Fresh Cream Live!
K. Lewis | OZ | 02/26/2007
(5 out of 5 stars)
"N.S.U. ,Sleepy Time Time, Rollin and a Tumblin' and Sweet Wine are all from the debut Fresh Cream. This is what those 4 songs sound like on stage. The Cream's strength is live improvisation and this is their best live document hands down.
Also included is the backing track of Strange Brew with different bluesy lyrics."
The Bill Evans Trio of Heavy Blues
John Palmer | Scarsdale, NY United States | 12/01/2009
(5 out of 5 stars)
"Bill Evans, one of the all time important jazz pianists, had a trio at the turn of the 60's with Scott LaFaro and Paul Motion. Their specialty was true group improvisation: everybody jamming against what the other players in the trio were doing. Each player was individually excellent. Their ability to play off each other was just as good. The result was a unique experience, even for jazz, of otherworldly great improvisation.
For me, Cream live recordings have the same otherworldly greatness for the same reasons. Each player is individually excellent. Their ability to play off each other was just as good. This is what makes their live work completely different from the work in the studio. The studio stuff is great, but it's all in the standard pop song format with a one chorus guitar solo.
I think any rock musician who's into jam bands like Phish, Blues Traveler or the Allman Bros. might be interested in checking Live Cream out.

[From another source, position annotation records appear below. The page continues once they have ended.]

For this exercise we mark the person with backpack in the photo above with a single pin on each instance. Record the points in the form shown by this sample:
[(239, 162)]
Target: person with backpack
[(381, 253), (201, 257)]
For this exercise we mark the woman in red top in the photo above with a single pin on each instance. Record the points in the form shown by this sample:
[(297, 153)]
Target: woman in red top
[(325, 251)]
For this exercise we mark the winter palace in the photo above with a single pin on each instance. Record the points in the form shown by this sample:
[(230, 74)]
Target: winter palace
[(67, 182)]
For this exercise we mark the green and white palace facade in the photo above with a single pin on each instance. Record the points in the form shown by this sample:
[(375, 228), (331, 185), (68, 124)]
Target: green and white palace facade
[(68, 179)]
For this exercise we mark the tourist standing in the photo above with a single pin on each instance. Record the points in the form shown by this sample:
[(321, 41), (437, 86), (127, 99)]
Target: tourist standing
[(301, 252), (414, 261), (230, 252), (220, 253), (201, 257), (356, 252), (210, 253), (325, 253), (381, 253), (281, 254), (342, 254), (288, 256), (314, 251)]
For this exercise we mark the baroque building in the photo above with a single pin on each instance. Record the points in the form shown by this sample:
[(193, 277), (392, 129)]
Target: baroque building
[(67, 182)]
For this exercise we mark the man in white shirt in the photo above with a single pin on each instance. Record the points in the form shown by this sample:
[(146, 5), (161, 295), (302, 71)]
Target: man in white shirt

Someone into Led Zep and/or Jeff Beck who doesn't already have this album would also probably like it. Someone into Them Crooked Vultures or Chicken Foot -- the supergroups of today -- might be interested to check out where that concept all began. This album might also be an interesting buy for someone who likes jazz and rock (jazz fusion?). Finally, drummers and bass players who want to hear a band where drums and bass totally step out of a pure support role.
Here's a little more to back up my recommendation...
Eric Clapton very simply became a different artist after Cream. So if you only know his post-Cream work, you will be amazed at the super-nova heat he generates with his playing. I would say that only Mahavisnu John McLaughlin is in the same class with regard to fantastic, flame throwing live guitar playing. Think Carlos Santana emotional intensity with a far greater ability to compose great licks on-the-fly.
Jack Bruce and Ginger Baker came to Cream as jazz players. They were basically crossing over to where the money was (thanks, guys!) You can bet that they knew about the Bill Evans trio, even if Eric was locked into Delta Blues. I believe they pushed Eric to heights of guitar jamming that he hasn't really ever gotten to again.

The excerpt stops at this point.